Years ago when I worked in San Diego, I covered a company whose chief executive was truth challenged. So when a fax came across (yes, it was that long ago) claiming that the company had triumphed in a dispute with federal regulators I was suspicious.
I called the feds and discovered that the company had in fact lost on something like nine out of 10 counts. I wrote the story. The next day, I was amazed to see that every other newspaper had merely written off the company press release. The CEO called me and with a laugh said, “You caught me.”
If I had only applied the same skepticism when Starbucks announced what appeared to be a ground-breaking partnership with Arizona State University to help its employees with college tuition. Many of the details were yet to come. And I knew that Starbucks CEO Howard Schultz is a master media manipulator. But the basics sounded good and I wrote an online column to complement the main bar. The take was to provide context about how this could be a pioneering move in moving low-paid service workers into higher-paying work thanks to a college degree. I could also bring my first-hand knowledge of ASU President Michael Crow as an innovator.

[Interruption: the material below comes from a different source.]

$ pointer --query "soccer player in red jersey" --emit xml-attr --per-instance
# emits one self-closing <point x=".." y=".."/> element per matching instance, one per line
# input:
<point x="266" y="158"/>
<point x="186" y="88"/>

It wasn’t a terrible column, but as time went on the details showed that there was less than met the eye.
After days of criticism, some of it savage, Starbucks clarified that it would reimburse the tuition only for juniors and seniors. Freshmen and sophomores would be eligible to apply for financial aid from ASU. I added this information to another blog post, but I felt as if some damage had been done.
I should have been more careful with my language. I should have laid out what wasn’t yet known. And, yes, I should have told readers that Schultz is a self-promoter, so let’s see if the details of the program meet the initial hype.
If you cover business, you will be lied to. Don’t become cynical. But always be skeptical. It’s part of your pact with the reader.